課長は車を発進させた。事業部の本部ビルにある自分たちのオフィスには戻らなかった。遊園地全施設のバックヤードにつながっている通用門から入り、社有車専用の駐車スペースに車を止めた。


※1:「動機」の定義:人間の言動を推し進める心理要因。なお、それは利己的な場合もあれば、利他的な場合もある。

※2:主人公アッちゃんの利己的動機は一度綺麗に吹き飛び、今度は別の動機が沸いたことになる。つまり、或る動機が、別の動機に入れ替わったわけだ。こういう心の推移は、現実世界の人間においても、起き得る、と筆者は判断する。

※3:まずは一歩でも半歩でもいいから踏み出すことが大切。踏み出せばそれなりに道は開けるが、踏み出さなければ道は開けない。目指すものが遠くにあればあるほど、大きければ大きいほど、初めの一歩なり半歩なりをさっそく踏み出そう。

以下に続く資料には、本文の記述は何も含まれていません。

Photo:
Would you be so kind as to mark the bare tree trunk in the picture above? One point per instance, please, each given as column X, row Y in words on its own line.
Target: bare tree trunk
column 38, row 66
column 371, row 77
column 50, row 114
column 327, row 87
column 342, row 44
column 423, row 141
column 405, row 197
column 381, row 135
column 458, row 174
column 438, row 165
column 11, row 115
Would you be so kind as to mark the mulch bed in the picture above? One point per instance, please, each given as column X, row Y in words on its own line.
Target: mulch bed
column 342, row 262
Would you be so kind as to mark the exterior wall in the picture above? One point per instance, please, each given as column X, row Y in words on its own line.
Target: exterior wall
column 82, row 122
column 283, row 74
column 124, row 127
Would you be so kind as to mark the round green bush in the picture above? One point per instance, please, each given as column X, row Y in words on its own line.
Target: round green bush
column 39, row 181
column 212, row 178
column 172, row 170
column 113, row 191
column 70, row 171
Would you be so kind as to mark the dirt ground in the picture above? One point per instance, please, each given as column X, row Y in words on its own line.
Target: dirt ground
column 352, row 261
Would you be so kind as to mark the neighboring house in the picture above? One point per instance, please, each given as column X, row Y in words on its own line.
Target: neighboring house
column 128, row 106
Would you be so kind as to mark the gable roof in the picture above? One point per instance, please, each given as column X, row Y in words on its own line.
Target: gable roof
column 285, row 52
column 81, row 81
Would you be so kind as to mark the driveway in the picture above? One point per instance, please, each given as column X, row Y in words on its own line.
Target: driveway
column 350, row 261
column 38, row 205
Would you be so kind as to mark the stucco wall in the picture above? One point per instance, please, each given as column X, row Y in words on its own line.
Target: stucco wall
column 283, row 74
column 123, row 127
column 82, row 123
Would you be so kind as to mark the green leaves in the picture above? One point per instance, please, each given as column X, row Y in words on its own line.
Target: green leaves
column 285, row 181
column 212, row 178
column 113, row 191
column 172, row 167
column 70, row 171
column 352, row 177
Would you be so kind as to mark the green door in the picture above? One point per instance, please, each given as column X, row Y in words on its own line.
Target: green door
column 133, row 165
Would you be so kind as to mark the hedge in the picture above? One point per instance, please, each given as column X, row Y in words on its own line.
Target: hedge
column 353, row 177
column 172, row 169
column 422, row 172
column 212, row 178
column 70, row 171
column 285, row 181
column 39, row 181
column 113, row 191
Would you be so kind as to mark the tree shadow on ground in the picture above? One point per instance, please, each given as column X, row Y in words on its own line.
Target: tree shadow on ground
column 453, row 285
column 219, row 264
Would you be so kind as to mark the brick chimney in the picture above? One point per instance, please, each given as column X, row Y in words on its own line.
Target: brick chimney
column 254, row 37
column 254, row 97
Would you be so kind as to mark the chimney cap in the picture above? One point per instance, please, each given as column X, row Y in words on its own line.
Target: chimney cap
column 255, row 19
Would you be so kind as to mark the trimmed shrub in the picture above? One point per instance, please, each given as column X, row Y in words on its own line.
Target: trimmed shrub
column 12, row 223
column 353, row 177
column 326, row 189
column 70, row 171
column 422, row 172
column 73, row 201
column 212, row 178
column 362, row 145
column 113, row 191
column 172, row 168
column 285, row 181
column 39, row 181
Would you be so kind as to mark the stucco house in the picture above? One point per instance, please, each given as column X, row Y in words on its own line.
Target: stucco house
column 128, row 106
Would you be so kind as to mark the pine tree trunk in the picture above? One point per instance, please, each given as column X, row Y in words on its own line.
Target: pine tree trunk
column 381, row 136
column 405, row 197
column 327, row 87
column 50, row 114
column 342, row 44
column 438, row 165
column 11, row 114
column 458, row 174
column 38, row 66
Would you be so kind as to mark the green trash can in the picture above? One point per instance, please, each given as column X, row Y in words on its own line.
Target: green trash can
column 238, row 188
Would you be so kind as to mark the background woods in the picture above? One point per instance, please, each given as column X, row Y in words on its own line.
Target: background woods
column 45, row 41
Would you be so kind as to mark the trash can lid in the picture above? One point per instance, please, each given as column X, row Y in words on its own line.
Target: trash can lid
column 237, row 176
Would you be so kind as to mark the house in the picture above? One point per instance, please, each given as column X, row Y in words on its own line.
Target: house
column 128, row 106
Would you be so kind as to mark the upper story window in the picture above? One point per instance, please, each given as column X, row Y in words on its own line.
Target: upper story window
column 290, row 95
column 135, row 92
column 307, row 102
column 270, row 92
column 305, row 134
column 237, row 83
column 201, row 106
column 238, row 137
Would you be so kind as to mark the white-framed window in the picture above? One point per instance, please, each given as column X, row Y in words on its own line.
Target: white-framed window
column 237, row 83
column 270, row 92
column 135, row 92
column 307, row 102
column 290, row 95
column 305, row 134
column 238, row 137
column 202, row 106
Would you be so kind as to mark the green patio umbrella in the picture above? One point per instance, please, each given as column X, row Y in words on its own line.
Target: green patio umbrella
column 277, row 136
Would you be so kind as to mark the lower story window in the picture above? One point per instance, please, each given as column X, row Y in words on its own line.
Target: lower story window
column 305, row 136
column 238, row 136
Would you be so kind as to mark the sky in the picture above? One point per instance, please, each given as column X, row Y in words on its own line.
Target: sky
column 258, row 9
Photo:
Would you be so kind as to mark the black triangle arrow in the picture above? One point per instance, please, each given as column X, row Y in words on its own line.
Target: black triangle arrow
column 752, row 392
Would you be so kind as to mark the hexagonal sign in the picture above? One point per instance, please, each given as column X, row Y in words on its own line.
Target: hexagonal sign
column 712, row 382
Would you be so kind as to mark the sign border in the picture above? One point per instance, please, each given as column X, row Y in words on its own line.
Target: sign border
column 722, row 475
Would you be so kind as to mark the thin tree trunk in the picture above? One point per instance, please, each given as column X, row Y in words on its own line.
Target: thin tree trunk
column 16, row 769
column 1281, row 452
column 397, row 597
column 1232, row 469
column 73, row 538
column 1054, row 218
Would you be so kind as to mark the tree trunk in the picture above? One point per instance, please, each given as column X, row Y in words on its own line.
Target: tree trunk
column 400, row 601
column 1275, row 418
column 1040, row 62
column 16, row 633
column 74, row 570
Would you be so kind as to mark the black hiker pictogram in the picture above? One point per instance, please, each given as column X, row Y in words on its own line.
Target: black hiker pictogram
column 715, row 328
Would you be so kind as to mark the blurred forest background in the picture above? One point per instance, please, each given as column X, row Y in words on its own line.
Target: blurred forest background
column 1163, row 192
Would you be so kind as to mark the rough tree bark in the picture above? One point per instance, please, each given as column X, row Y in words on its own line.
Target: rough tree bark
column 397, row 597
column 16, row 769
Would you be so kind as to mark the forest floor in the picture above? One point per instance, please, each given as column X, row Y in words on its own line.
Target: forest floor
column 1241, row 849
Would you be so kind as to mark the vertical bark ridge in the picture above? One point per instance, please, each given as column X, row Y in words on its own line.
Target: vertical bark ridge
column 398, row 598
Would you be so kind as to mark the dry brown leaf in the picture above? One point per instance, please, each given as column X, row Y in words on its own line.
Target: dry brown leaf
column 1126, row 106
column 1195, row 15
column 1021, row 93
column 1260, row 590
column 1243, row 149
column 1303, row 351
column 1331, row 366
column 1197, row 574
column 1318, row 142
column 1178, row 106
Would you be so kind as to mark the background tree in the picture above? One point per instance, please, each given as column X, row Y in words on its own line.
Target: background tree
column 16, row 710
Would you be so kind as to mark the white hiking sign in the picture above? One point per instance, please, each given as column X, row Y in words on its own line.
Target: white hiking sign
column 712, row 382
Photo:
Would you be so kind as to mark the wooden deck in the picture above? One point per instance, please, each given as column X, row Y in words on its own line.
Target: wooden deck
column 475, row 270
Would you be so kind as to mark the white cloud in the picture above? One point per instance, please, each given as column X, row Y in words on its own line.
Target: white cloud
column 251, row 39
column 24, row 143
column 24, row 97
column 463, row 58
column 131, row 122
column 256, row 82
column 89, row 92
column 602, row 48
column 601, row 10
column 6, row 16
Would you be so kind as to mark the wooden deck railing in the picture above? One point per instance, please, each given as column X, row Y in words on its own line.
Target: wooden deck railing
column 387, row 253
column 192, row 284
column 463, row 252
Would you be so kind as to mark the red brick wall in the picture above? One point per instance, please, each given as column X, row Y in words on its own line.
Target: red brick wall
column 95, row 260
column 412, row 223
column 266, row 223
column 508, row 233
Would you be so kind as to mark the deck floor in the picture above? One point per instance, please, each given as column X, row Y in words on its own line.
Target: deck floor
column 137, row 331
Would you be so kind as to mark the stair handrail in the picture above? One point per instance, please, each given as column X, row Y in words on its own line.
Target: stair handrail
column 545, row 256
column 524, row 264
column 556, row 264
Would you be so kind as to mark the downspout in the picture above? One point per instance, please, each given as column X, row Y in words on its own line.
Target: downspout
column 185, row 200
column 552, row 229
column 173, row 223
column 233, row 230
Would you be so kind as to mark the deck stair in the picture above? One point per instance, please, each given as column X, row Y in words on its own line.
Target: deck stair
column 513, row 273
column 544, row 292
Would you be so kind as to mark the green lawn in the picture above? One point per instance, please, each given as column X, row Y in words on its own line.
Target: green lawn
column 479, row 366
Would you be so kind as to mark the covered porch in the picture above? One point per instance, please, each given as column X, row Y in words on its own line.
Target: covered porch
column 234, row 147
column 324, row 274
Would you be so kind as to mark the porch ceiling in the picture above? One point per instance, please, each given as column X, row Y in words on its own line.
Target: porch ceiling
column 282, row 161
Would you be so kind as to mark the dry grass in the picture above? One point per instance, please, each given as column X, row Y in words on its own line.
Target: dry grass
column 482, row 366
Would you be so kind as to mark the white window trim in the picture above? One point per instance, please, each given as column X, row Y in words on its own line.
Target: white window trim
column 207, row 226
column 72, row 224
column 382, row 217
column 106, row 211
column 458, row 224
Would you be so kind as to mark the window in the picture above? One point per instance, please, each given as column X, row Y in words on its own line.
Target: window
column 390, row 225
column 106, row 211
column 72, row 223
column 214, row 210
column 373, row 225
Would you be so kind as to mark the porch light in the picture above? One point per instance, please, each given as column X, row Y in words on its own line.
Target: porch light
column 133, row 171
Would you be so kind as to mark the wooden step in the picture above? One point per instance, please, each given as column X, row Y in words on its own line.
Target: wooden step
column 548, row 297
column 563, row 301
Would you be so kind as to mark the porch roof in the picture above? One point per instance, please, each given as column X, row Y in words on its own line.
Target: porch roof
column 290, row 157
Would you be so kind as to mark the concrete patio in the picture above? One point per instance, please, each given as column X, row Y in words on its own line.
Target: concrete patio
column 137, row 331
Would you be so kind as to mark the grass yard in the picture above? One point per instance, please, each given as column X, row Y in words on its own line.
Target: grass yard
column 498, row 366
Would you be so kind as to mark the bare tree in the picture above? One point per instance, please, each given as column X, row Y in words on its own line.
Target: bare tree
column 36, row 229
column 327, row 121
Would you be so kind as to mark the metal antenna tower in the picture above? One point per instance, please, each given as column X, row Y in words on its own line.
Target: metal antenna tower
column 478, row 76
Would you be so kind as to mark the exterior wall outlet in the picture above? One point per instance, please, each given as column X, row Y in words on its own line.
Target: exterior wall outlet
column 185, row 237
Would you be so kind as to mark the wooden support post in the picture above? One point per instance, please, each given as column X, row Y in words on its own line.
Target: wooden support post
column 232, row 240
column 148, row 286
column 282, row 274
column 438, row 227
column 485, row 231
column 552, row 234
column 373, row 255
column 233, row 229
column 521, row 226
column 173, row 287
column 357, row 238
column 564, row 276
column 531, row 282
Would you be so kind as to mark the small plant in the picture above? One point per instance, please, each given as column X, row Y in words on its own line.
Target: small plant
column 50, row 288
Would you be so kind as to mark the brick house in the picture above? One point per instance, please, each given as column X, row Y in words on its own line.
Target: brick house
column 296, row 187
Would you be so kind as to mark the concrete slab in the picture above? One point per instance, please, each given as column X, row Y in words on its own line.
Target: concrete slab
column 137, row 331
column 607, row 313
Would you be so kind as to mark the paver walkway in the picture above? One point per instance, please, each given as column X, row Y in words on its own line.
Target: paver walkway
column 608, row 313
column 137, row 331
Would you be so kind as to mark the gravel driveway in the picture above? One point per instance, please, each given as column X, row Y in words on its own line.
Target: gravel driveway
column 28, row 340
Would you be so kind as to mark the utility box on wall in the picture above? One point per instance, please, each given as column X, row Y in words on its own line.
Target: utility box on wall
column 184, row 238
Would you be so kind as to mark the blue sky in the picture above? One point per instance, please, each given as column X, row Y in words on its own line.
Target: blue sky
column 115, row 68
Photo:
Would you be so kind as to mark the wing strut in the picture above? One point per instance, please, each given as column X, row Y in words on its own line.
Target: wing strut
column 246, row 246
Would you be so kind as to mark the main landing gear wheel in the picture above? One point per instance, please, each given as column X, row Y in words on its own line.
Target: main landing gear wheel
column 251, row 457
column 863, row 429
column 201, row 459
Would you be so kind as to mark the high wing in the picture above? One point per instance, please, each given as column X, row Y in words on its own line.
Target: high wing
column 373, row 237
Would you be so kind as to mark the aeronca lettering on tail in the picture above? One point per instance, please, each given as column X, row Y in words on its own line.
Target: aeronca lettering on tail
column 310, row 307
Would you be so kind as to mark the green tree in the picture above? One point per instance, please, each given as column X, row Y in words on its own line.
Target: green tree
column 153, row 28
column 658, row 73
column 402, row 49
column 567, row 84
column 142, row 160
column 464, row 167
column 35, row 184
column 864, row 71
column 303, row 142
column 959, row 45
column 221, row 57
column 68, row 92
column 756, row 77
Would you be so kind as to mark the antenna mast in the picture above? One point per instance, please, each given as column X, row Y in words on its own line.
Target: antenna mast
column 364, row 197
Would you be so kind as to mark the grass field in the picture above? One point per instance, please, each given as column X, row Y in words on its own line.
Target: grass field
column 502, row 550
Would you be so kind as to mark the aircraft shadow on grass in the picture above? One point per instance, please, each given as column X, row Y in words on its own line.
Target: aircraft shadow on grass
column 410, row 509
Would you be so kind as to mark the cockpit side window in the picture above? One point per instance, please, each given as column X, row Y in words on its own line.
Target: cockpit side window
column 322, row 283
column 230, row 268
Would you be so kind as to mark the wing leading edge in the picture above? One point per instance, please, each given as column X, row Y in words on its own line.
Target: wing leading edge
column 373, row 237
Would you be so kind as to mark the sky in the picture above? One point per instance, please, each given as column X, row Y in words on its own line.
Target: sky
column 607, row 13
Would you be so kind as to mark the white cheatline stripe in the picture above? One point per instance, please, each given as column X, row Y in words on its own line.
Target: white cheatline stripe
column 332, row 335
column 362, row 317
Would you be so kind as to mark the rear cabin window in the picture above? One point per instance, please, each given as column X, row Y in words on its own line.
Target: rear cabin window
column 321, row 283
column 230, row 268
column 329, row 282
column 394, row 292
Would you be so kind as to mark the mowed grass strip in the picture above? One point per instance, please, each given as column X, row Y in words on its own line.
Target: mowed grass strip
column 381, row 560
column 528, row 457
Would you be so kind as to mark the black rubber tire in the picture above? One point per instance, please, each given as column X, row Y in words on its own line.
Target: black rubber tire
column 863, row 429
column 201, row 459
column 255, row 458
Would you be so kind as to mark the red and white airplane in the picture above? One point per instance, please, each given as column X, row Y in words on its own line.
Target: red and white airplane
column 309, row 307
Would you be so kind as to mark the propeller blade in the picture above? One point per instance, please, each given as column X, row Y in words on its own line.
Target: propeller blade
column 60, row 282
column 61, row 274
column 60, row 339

※4:人へのインタビューは、対象者の都合や心情にも配慮する必要があり、そのため順調にいかない場合がある。また、応じてくれたものの、不的確な情報を掴まされる場合もある。これに比べ、”物”についての調査は、順調に進めやすい。半歩でもいいから踏み出そうとした主人公アッちゃんが、物について調べようと思い立ったことは、当然の成り行きである。